Ia tidak sependapat dengan tokoh-tokoh filosof muslim sebelumnya, seperti al-Farabi dan Ibnu Sina dalam memahami filsafat Aristoteles, meskipun pada dasarnya dalam hal filsafat ia tidak bisa lepas dari keduanya. Menurutnya pemikiran Aristoteles telah bercampur baur dengan unsur-unsur Platonisme yang dibawa komentator-komentator Alexandria. Oleh karena itu dia dianggap berjasa besar dalam memurnikan kembali filsafat Aristoteles.Dia berusaha mengembalikan filsafat dunia islam ke ajaran Aristoteles yang asli atas saran gurunya Ibnu Thufail yang meminta untuk menerjemahkan fikiran-fikiran Aristoteles pada masa dinasti Muwahhidun pada tahun 557-559 H.

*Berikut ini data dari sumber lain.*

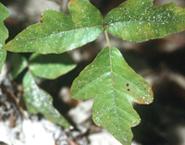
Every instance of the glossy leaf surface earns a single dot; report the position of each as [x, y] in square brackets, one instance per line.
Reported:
[58, 32]
[114, 86]
[141, 20]
[51, 66]
[39, 101]
[3, 33]
[18, 64]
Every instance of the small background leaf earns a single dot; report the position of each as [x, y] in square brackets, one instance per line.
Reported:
[51, 66]
[38, 101]
[140, 20]
[114, 87]
[57, 33]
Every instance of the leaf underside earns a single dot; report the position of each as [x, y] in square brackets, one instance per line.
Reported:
[59, 32]
[39, 101]
[51, 66]
[141, 20]
[114, 86]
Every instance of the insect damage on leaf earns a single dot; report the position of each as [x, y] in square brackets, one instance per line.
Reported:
[141, 20]
[114, 86]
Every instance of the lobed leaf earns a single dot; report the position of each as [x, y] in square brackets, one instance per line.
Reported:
[57, 32]
[39, 101]
[114, 86]
[51, 66]
[141, 20]
[3, 33]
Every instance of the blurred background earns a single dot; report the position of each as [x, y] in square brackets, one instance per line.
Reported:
[161, 62]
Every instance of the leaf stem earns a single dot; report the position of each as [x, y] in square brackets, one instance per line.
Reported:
[107, 39]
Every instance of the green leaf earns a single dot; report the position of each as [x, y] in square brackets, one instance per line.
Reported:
[140, 20]
[57, 32]
[18, 64]
[3, 31]
[51, 66]
[114, 86]
[2, 58]
[38, 101]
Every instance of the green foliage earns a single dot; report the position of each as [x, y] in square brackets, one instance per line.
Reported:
[109, 80]
[19, 63]
[39, 101]
[140, 20]
[57, 32]
[3, 33]
[114, 87]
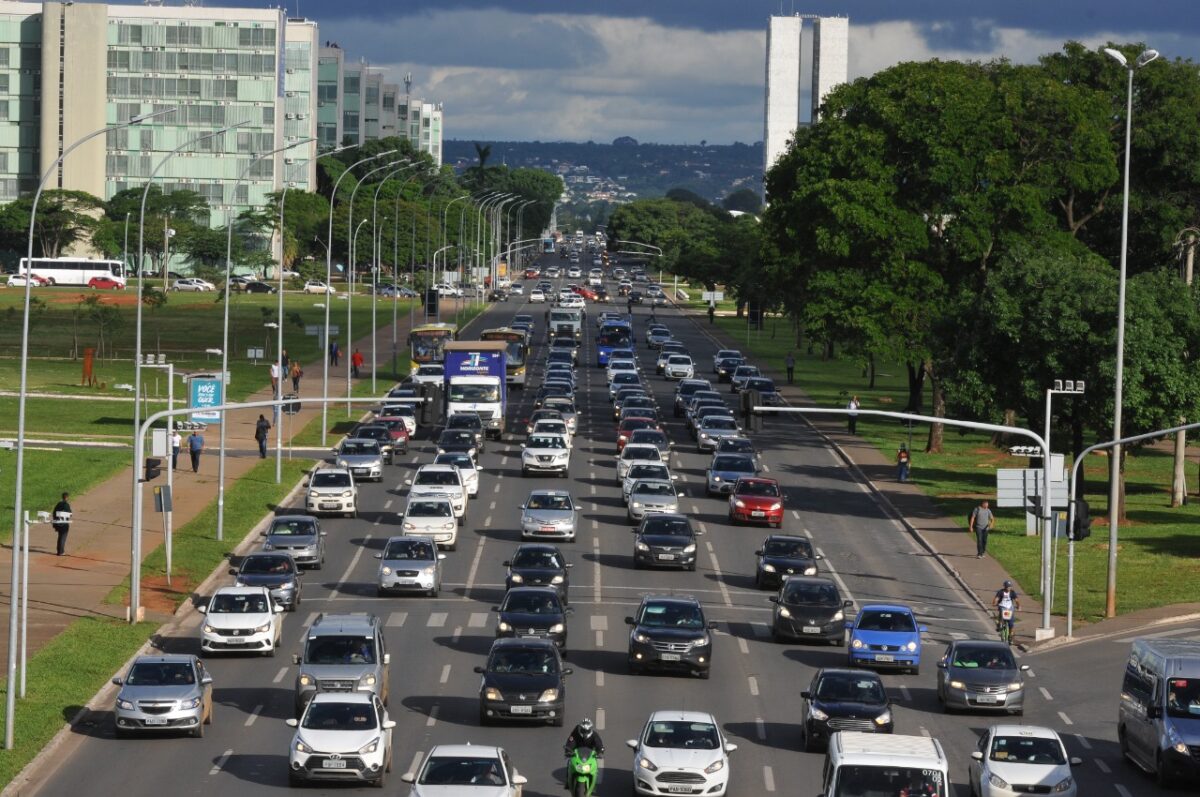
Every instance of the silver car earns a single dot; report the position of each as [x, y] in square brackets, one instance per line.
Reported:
[549, 514]
[299, 535]
[411, 564]
[361, 456]
[649, 497]
[165, 693]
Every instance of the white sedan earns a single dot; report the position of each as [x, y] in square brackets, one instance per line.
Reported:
[679, 747]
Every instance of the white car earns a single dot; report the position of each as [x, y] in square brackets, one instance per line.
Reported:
[241, 618]
[341, 736]
[317, 286]
[433, 517]
[1014, 760]
[459, 769]
[333, 491]
[682, 748]
[546, 453]
[439, 481]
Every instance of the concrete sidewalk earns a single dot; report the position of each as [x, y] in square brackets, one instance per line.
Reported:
[99, 547]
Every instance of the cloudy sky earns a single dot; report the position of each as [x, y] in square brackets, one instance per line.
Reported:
[676, 71]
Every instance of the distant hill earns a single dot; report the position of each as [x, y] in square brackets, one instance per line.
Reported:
[627, 169]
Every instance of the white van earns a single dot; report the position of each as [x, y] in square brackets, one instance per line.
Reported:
[879, 763]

Dia juga berpendapat bahwa dalam agama islam berfilsafat hukumnya boleh, bahkan bisa menjadi wajib untuk kalangan tertentu. Ia juga berpendapat bahwa teks Al-Qur’an dan Hadits dapat diinterpretasikan secara tersirat atau kiasan jika teks tersebut terlihat bertentangan dengan kesimpulan yang ditemukan melalui akal dan filsafat.

Ibnu Rusyd membedakan tiga metode membuktikan kebenaran yaitu:

  • Metode Retorika (Khatab)
    Melalui kepandaian menggunakan kata-kata yang dapat dipahami oleh kebanyakan orang awam.
  • Dialektika (jidal)
    Melalui argumen dan perdebatan yang dilakukan oleh para ulama’ mutakallimun pada zaman Ibnu Rusyd.
  • Metode demonstratif (burhan)
    Melalui pembuktian dengan kaidah-kaidah logika.

Menurut Ibnu Rusyd, Al-Qur’an menggunakan metode retorika untuk menyerukan manusia pada kebenaran, karena Al-Qur’an ditujukan kepada semua orang termasuk pada orang awam. Sedangkan filsafat menggunakn metode demonstratif yang hanya bisa dikonsumsi oleh orang-orang yang berilmu, akan tetapi dapat menghasilkan pengetahuan dan pengertian yang lebih baik bagi orang yang mampu.